Amazon has become the “big dog” of e-commerce, establishing itself as the benchmark by which other companies measure themselves.
While many traditional retailers — as well as pure play e-commerce vendors — have taken the challenge, no company has emerged yet to challenge Amazon’s growth. But there might be one in the making that could fill those shoes in the not-too-distant future.
Out of the Diapers.com Ashes
E-commerce veteran Mark Lore — of Diapers.com fame — founded Jet.com in 2014. Diapers.com was one of several e-commerce sites that made up Quidsi, which Amazon acquired in 2010 following some intense competition — including an all out price war — between the two companies. This really highlights Amazon’s “take no prisoners” attitude in its quest to dominate e-commerce and retailing.

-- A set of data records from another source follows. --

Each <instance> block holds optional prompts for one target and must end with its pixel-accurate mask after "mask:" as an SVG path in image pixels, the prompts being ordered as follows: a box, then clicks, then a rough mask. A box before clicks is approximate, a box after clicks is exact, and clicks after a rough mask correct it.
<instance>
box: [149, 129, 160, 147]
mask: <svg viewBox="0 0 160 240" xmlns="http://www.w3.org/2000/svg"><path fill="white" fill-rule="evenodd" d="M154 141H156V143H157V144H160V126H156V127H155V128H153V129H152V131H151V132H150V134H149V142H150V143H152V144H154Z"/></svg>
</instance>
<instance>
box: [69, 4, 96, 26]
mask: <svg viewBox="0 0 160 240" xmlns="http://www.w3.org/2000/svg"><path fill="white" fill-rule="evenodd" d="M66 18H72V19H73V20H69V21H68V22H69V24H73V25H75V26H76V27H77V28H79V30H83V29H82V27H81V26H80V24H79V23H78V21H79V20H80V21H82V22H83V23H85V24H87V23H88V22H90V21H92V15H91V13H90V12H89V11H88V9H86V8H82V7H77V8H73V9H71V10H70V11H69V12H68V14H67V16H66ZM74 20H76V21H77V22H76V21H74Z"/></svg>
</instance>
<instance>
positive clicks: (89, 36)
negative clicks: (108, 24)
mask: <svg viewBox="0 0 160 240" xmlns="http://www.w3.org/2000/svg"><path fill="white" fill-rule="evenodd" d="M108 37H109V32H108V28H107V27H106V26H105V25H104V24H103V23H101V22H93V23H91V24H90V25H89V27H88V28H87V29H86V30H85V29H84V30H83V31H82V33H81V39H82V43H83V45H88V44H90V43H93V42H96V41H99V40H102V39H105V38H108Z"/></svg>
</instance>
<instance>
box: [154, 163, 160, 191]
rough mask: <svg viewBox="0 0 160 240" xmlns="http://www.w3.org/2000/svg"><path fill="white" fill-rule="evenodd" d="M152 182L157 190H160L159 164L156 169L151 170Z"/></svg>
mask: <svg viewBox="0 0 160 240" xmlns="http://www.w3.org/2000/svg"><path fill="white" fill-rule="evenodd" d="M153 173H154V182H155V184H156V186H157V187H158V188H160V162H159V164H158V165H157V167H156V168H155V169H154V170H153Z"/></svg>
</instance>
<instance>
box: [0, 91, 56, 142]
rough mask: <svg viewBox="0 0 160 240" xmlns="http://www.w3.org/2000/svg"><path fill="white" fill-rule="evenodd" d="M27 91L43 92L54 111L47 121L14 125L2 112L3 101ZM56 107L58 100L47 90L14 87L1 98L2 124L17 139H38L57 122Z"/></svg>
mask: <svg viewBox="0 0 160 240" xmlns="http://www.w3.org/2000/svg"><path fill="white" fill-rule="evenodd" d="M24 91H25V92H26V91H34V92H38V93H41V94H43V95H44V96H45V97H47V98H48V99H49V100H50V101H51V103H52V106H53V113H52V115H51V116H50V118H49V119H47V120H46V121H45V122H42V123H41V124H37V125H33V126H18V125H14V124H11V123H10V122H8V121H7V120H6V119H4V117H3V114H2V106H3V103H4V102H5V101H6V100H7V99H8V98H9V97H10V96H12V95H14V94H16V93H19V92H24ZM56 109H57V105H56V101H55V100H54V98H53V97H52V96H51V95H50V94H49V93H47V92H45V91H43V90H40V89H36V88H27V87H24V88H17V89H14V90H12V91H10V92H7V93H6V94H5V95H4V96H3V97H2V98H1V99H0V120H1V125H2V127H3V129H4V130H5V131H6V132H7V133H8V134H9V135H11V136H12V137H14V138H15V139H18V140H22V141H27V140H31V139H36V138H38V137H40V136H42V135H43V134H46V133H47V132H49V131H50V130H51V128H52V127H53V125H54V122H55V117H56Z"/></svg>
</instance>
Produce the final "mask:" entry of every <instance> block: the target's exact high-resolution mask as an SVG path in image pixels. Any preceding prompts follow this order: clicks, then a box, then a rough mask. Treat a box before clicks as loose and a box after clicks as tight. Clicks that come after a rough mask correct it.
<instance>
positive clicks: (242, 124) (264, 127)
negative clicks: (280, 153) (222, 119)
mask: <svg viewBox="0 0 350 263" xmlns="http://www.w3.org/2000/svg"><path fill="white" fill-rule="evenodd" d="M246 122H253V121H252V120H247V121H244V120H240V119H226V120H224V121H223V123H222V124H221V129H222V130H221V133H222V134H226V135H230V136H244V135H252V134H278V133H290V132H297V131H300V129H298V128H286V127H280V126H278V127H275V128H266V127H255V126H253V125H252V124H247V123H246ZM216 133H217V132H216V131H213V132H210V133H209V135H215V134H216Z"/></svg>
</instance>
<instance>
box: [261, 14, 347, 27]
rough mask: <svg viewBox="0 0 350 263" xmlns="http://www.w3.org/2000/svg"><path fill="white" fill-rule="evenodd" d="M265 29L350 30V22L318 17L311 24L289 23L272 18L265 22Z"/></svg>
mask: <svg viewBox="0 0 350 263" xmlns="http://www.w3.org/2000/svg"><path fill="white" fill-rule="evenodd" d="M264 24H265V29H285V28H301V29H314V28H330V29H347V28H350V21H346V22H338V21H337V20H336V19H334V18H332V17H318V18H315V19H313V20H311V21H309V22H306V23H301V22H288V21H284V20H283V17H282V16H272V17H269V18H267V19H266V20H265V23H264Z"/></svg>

Quidsi still runs as a somewhat independent company, being one of the few companies acquired by Amazon that was not fully integrated. Two years after the acquisition, Lore and his cofounder, Vinit Bharara, unsurprisingly left Quidsi to pursue other opportunities.
At the time, Lore was intent on retiring to Northern California, but like any entrepreneur, couldn’t turn off the internal switch that sees challenges ripe for improvement in the existing market. Lore started looking at the low cost model of the warehouse clubs like Costco, Sam’s Club and BJ’s Wholesale and he thought about how that model would work online.
Founded in 2014, Jet.com operated in beta through the first half of 2015 until its launch on July 21, 2015. The goal was to charge low enough prices that the primary revenue driver for the company would be its $49 annual membership — similar to the warehouse clubs.
However, within months of the launch the company dropped its $49 membership fee. While Jet claimed it was due to the greater than expected consumer response, it was also suggested by the (Amazon CEO Jeff Bezos-owned) Washington Post that this was done due to slow customer growth.
While we’ll never know the precise details behind this, one thing we do know is that Jet has been extremely successful raising capital. In November of 2015 it raised a $500 million round led by Fidelity, which was on top of $225 million round in early 2015.
While this could be an example of irrational exuberance, it could also be seen as a strong belief in Jet’s pricing algorithm.
Stealing Amazon's Thunder
According to Lore, Jet’s advantage lies in its ability to dynamically price items as a group rather than individually, as well how it ships items.
For example, if your shopping cart contains five items and all of the items are at the same fulfillment center, that would slightly lower the cost of each item. And if that fulfillment center is near to a customer, that would also help optimize the customer’s order price.
Jet offers other options to potentially lower order prices, such as if a debit card is used and/or a customer waives the right to return an item. And for customers not in a hurry to get their order, shipping by the slowest possible manner would also lower their price.
While Jet has been in operation for less than a year, and its revenues aren’t known as it’s a privately held company, expectations are high that it could put a dent in Amazon’s growth.
Publicly Jet has said that it intends to reach $20 billion in revenues by 2020, which if that comes to pass would make it faster growing than Amazon in its first five or so years. Time will tell if that comes to pass. In the mean time, Jet is hoping to slow Amazon’s growth by being as good, if not better, at the low cost business model.